The Cross–Niger transition forests is a tropical moist broadleaf forest ecoregion of southeastern Nigeria, located between the Niger River on the west and the Cross River on the east. Once a rich mixture of tropical forest and savanna woodland covered these low, rolling hills but today, this is one of the most densely populated areas of Africa and today most of the forest has been removed and the area is now grassland.

==Location and description==
The ecoregion known as the Cross Niger Transition Forests is situated between the biogeographic regions of the Niger River and the Cross River. Due to the high agricultural intensity in this ecoregion, the majority of the natural tree cover has been removed. The eco-region extends across the Nigerian states of Abia, Akwa Ibom, Anambra, Ebonyi, and Imo, covering an area of 20,700 km2. The Niger River separates the Cross–Niger transition forests from the Nigerian lowland forests to the west, which probably resembles most closely the original environment of the Cross–Niger eco-region. To the south and south-west lies the Niger Delta swamp forests. To the north, the Cross–Niger transition forests yield to the Guinean forest-savanna mosaic of the drier interior.

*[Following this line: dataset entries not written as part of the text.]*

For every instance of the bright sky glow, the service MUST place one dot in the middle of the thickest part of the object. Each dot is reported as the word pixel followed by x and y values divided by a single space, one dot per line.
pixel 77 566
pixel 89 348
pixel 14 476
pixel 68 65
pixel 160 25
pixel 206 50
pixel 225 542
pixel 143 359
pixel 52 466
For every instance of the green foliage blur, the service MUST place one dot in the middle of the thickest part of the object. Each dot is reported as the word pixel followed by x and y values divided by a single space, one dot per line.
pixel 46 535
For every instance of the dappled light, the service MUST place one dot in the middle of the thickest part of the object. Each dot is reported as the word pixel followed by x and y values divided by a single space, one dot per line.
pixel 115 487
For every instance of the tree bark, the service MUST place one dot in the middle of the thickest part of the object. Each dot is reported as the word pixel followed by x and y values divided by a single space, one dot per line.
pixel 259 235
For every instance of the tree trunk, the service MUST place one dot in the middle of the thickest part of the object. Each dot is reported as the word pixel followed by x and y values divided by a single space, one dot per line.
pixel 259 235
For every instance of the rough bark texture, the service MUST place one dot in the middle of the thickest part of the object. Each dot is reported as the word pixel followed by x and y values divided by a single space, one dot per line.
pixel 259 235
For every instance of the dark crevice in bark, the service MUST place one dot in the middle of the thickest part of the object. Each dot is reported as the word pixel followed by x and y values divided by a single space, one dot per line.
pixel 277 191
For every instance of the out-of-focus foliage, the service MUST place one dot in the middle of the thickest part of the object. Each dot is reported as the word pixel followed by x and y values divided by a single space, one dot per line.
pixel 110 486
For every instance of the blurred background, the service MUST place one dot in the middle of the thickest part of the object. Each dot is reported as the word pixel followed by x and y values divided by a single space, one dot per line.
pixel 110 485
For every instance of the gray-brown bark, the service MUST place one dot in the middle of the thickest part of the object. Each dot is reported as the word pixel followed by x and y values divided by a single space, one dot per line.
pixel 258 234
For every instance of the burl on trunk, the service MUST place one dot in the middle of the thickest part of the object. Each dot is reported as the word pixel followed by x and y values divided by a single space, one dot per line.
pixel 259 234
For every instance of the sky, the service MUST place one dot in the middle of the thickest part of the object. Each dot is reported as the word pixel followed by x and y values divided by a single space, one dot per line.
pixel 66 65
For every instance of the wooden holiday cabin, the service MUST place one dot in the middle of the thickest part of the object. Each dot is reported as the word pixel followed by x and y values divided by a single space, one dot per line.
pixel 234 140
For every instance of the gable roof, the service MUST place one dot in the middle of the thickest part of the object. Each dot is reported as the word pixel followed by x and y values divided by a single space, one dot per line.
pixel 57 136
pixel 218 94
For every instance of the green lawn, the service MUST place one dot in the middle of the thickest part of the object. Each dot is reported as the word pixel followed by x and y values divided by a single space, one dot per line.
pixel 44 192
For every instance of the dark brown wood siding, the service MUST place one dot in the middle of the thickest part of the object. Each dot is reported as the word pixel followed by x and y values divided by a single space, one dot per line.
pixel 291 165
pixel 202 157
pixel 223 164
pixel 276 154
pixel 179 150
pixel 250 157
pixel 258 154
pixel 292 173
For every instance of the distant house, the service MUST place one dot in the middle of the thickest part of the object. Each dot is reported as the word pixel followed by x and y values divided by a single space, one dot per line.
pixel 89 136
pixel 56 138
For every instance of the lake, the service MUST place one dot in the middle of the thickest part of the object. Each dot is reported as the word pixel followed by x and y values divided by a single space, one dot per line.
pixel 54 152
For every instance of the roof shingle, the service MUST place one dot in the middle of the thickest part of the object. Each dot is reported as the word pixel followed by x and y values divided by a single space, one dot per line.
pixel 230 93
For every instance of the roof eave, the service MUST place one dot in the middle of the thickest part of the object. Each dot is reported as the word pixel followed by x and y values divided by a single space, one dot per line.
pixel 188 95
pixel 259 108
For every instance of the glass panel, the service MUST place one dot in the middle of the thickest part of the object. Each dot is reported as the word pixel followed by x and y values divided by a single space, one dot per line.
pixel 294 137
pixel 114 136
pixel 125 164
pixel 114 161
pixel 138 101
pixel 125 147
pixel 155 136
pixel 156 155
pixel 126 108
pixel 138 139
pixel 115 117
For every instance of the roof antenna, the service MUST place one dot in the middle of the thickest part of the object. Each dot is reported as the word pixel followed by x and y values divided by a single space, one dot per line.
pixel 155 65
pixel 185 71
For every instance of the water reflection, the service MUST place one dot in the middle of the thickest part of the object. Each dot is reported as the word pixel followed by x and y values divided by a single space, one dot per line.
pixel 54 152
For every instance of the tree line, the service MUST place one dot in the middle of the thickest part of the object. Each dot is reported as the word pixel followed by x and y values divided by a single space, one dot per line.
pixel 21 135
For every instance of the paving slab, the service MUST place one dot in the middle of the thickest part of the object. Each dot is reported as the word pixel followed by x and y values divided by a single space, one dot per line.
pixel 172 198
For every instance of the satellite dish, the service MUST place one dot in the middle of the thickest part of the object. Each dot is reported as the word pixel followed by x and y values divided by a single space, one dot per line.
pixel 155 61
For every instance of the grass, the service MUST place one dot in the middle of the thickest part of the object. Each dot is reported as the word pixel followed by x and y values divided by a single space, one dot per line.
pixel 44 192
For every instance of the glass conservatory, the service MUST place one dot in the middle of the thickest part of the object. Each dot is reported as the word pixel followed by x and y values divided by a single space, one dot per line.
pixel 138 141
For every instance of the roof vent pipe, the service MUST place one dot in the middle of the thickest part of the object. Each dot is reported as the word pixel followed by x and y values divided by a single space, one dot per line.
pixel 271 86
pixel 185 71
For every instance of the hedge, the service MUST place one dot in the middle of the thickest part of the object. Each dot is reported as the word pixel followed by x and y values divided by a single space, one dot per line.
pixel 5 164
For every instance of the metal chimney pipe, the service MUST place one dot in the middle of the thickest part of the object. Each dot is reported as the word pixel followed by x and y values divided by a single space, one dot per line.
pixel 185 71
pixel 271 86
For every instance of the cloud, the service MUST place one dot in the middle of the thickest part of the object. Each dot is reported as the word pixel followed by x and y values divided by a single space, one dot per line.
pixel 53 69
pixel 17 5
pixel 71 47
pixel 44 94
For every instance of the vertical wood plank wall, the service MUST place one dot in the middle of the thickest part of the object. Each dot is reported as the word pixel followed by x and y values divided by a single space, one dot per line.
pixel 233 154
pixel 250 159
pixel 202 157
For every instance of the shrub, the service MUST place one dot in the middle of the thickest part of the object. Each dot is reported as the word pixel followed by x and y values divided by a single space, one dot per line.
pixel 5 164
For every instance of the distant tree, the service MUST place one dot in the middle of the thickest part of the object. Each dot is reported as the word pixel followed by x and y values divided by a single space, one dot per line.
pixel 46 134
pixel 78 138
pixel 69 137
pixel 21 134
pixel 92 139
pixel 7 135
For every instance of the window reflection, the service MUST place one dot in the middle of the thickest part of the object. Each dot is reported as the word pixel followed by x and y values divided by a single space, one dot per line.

The climate is wet, becoming drier further inland, with a dry season from December to February.

==Flora==
The native flora and fauna of the ecoregion is "transitional", blending elements from the Upper Guinean forests include Afzelia, which is cultivated for timber, and the Borassus aethiopum palm.

==Fauna==
Small areas of protected forest do remain within the grassland and these are home to animals such as Sclater's guenon and crested chameleon (Trioceros cristatus). The Niger River has always been a substantial barrier to movement of wildlife in and out of the region. Large mammals have been depleted in the area since the 1940s and there is now so little wildlife remaining in the area that even bats and frogs are now trapped and eaten.

==Threats==
The ecoregion has sustained a dense human population for centuries, and much of the original forest cover has been cleared for agriculture, forest plantations, and urban developments such as the oil refineries of Port Harcourt. The few remaining enclaves of native forest include the Stubbs Creek Forest Reserve in Akwa Ibom together with some enclaves of sacred forest, which are continually disappearing as village life is eroded, and patches of riverine forest. There are forest reserves in Anambra and elsewhere, but these are mostly for the purpose of cultivating timber rather than preserving the original environment.